The latest brainstorm from the Chinese Communist Party is a system for monitoring the Internet activity and financial transactions of its citizens, computing a “social credit” score on the acceptability of each person’s behavior, similar to the credit ratings compiled by financial institutions.

In fact, traditional credit ratings will be part of the social credit score. It is part of Beijing’s grand plan for transforming the Internet from a medium of intellectual freedom into an instrument of authoritarian control, collectively known as “Internet Plus.”

This chilling example of Orwellian oppression is handled with remarkable indulgence by China expert Rogier Creemers for CNN.  “China’s opinion of the Internet is changing,” he observes mildly at the beginning of his piece. “No longer distrusted as a possible destabilizing force, the country’s leaders are embracing it with a more assertive and ambitious approach. Called ‘Internet Plus,’ this strategy combines stricter censorship and content monitoring with efforts to insert information technology into most aspects of everyday life.”

Creemers describes China’s planned system as an effort to “leverage the explosion in personal data generated through smartphones, apps and online transactions in order to improve citizens’ behavior,” with a goal described by the Chinese communists as “improving sincerity in government affairs, commerce, and social interactions.”

In other words, the system will aggressively employ the Internet to spy on citizens during every moment of their lives, mixing in “government information” (i.e. the already imposing mountain of data Chinese agencies compile on citizens, especially the lively ones) and data from private business operations, plus performance data from each subject’s occupation.

To get an idea of what the system will be like, consider that one of the anti-social behaviors Beijing wants to detect and sanction is “rumor-mongering.” Part of the sales pitch to Chinese citizens will be a promise that the system will also help battle government corruption. One suspects good party credentials will factor very heavily in these social credit scores.

The most fearsome part of the CNN story is that Creemers finds this surveillance state nightmare compatible with certain strains of American social engineering ideology [emphasis added]:

However, this trend towards social engineering and “nudging” individuals towards “better” behavior is also part of the Silicon Valley approach that holds that human problems can be solved once and for all through the disruptive power of technology.

In this approach, debate about ends and means is derided as unnecessary interference in the improvement of the human lot.

Human beings are reduced to a set of numbers indicating their performance on pre-set scales, on their eating habits, for instance, or their fitness regimen, which they are then challenged to improve.

In other words, one way to look at the social credit system is not as a perversion of the promise of information technology, but as the logical culmination of the increasing generation and processing of data.

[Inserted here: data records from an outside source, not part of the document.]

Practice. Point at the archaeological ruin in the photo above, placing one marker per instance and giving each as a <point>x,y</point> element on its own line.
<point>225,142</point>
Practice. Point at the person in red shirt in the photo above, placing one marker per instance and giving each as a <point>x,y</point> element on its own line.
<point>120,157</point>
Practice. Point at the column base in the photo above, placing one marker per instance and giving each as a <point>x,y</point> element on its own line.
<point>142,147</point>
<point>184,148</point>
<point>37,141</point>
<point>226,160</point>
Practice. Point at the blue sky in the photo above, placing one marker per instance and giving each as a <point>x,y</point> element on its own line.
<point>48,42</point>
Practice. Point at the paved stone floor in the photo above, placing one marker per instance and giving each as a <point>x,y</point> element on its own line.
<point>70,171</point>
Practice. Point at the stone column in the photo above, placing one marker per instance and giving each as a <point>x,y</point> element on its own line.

The very fact that information exists means that companies and governments will seek to harness them for their own purposes, be these political or commercial.

In many cases, civic oversight is lacking. In China, this is due to Party-State politics, while in the West, it often steps from a techno-optimist attitude in which government only tends to get in the way of things.

In that sense, perhaps the most shocking element of the story is not the Chinese government’s agenda, but how similar it is to the path technology is taking elsewhere.

This will become a very broad path, if control of the Internet is handed over to international authorities with even less respect for free speech and privacy than America’s elites have been displaying lately.